Parágrafo 4o Aumenta-se a pena de um sexto até um terço:

I-  se o crime é cometido por agente público;

II- se o crime é cometido contra criança, gestante, deficiente e adolescente;".

Disposições finais:

A presente moção será enviada para as seguintes autoridades:

   Excelentíssimo Governador do Estado de São Paulo, Sr. Mário Covas.

   Excelentíssimo Secretário de Segurança Pública, Sr. Marco Vinício Petreluzzi.

   Excelentíssimo Procurador Geral de Justiça, Sr. Luiz Antônio Guimarães Marrey.

                   Lida e  Aprovada no plenário da Primeira Conferência Regional sobre a tortura.

                   Câmara Municipal de São Paulo, 30 de novembro de 1999.
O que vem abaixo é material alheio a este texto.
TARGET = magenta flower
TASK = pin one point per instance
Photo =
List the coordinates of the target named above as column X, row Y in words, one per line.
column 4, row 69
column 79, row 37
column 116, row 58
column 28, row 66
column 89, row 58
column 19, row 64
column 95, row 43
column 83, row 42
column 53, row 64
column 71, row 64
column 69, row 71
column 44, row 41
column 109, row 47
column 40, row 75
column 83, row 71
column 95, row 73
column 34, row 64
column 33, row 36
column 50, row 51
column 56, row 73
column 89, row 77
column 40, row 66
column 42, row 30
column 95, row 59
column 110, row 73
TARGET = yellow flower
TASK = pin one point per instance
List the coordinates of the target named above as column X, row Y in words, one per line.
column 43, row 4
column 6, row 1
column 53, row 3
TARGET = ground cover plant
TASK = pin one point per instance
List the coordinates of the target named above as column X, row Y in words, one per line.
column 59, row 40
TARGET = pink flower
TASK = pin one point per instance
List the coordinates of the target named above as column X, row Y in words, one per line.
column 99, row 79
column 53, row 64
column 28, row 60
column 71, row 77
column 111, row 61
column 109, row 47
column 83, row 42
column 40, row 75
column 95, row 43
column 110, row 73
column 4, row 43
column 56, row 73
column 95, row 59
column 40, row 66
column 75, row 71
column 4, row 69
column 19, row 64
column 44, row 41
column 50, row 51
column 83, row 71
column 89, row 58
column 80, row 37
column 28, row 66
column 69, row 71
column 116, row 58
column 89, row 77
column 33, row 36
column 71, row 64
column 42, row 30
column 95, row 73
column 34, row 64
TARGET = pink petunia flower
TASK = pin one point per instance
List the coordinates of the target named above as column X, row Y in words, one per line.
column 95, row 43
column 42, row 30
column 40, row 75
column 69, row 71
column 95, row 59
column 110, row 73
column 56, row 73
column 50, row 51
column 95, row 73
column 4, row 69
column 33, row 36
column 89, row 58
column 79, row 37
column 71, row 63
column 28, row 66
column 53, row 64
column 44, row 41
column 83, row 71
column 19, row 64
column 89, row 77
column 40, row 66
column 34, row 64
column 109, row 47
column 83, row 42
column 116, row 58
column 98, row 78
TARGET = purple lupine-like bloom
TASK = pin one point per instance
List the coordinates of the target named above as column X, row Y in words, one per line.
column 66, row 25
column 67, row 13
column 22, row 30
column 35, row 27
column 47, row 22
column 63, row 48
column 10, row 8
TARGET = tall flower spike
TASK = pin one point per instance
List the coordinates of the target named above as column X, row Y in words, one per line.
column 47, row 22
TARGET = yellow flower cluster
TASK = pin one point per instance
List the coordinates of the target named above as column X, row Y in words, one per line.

        Ação dos Cristãos para a Abolição da Tortura  ACAT- BRASIL /o:p>

        Isabel Peres- Coordenadora Geral

        Pedro Egydio de Carvalho- Vice- Coordenador

        Günther Alóis Zgubic- 1o Tesoureiro

       Bernard Henri Marie Hervy- 2o Tesoureiro

        Ariel de Castro Alves - 1o Secretário

        João Laerte Pacheco- 2o Secretário

Entidades presentes na  1o Conferência:

Movimento Nacional de Direitos Humanos, Anistia Internacional, Comissão de D. H. da Câmara de SP, Comissão de D.H. da ALESP, Comissão de D.H. da Câmara de Santo André, Pastoral do menor, Pastoral carcerária de SP, Santos, Taubaté e Caçapava, Pastoral da Criança, Pastoral da educação, Comitê Teodoro - Dirley de D.H., Centro Carlos Alberto Pazzini de Perus, Casa de Convivência da Mulher, Centro Oscar Romero da D.H., CEDECA- ABC, CEDECA "Indiara Félix de Santo Afonso, ATRASP, Conselho Tutelar de Santo André, Organização Paulista para Ações de Cidadania, Comissão da Campanha da Fraternidade, Casa de Convivência da Mulher, Instituto Grupo Cidadania, Casa de Apoio "Olho d'água", Núcleo de Estudos sobre Violência, Comissão Justiça e Paz da Consolata, Grupo de Direitos Humanos da PGE, Secretaria da Cidadania, Associação Feminina Zona Norte, Promove, IPA- Brasil, Conselho da Comunidade de Taubaté, Instituto Negro Pe. Batista, Fala Preta, CEDECA- Lapa e CEDECA- Belém.